O fim do primeiro semestre é marcado por uma pausa nas atividades que envolvem votação nas casas legislativas (Congresso Nacional, Assembleias Legislativas e Câmaras Municipais). Esses períodos de pausa, chamados de recesso parlamentar, variam de uma casa para outra devido à autonomia que os legislativos detêm para delimitá-los. Apesar disso, obedecem a um teto, alterado de 90 dias para 55 dias, em 2006.

Dizer que essa interrupção cessa os trabalhos que devem ser desenvolvidos pelos parlamentares demonstra uma compreensão limitada acerca de suas funções, que não estão restritas às comissões ou ao plenário. E o mais importante: recesso parlamentar não é descanso, tampouco férias. Trata-se de momentos comuns aos regimes democráticos, ou seja, não é “só aqui no Brasil”, como gostam de dizer alguns. Ademais, o recesso brasileiro, se comparado às democracias mundo afora, é bastante reduzido. Então, qual o seu propósito?

O recesso parlamentar foi pensado como o momento de retorno dos parlamentares às suas bases eleitorais. Isso implica diversas possibilidades, entre elas: aproximação dos problemas que atingem determinadas regiões do seu interesse e, por consequência, aproximação do seu (potencial) eleitor; prestação de contas a respeito do seu mandato (esta pode ser realizada de modo constante via internet); articulação política local. É claro que a dedicação a essas atividades oscilam conforme as preocupações e os objetivos de cada parlamentar.
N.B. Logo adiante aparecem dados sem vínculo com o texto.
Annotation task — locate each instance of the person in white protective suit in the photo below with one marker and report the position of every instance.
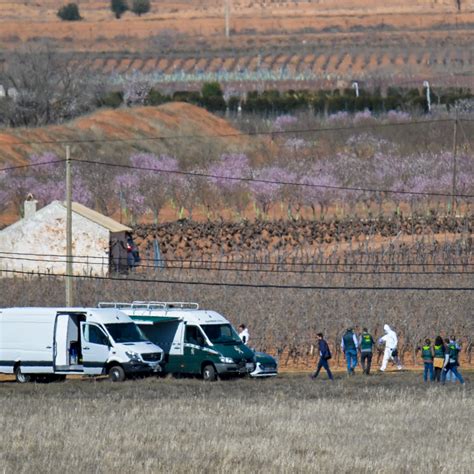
(390, 353)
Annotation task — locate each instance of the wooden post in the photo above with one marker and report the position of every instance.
(69, 296)
(455, 147)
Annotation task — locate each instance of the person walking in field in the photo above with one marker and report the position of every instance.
(451, 362)
(324, 356)
(244, 334)
(439, 358)
(366, 345)
(427, 355)
(390, 340)
(349, 346)
(450, 377)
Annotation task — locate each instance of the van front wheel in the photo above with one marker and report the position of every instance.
(116, 373)
(209, 373)
(20, 376)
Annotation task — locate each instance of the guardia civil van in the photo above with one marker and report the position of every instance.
(196, 341)
(50, 343)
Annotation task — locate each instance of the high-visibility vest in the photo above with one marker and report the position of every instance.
(427, 353)
(349, 341)
(453, 353)
(440, 351)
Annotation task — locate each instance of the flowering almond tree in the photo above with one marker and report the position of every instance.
(157, 182)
Contudo, é razoável ponderar que cabe uma avaliação do tempo de recesso parlamentar nas câmaras municipais, levando em consideração a extensão e a complexidade de cada município. Como dito, um dos objetivos do recesso parlamentar é solucionar uma questão de deslocamento territorial e, se olharmos para os municípios brasileiros, a grande maioria deles não tem o problema de o vereador precisar de um tempo específico para se deslocar até as suas bases. Nesse caso, faz todo sentido o recesso das câmaras municipais ser menor comparado ao das Assembleias Legislativas e do Congresso Nacional.

Vejam, não estou ignorando o fato que o recesso pode ser utilizado indevidamente, mas sugerindo que desvios nesse sentido só podem ser percebidos por meio da fiscalização da sociedade e não por generalizações que depreciam a finalidade desse momento. De qualquer modo, a questão é que o recesso é uma oportunidade de conexão entre parlamentar e cidadão e isso não é pouco. Ao contrário das férias, em que a relação de supervisão entre empregador e empregado interrompe-se por um período, o recesso não pressupõe uma interrupção na relação de supervisão entre representante e representado.

Não é novidade para ninguém que o vínculo de representação, estabelecido no momento da eleição, tem passado por um esgarçamento que gera incômodos à democracia representativa. Uma maneira de enfrentar esse desconforto pode ser reforçando a ideia de que o representante é aquele que age em nosso nome e toma decisões que afetam nossas vidas. Assim, é fundamental que tenhamos clareza sobre o que estão fazendo também no período de recesso. Dentre tantos outros, esse é um caminho que pode ser induzido por informações que aprimorem a nossa capacidade de acompanhamento e avaliação. Tudo isso, obviamente, sem tirar o olho do legislativo.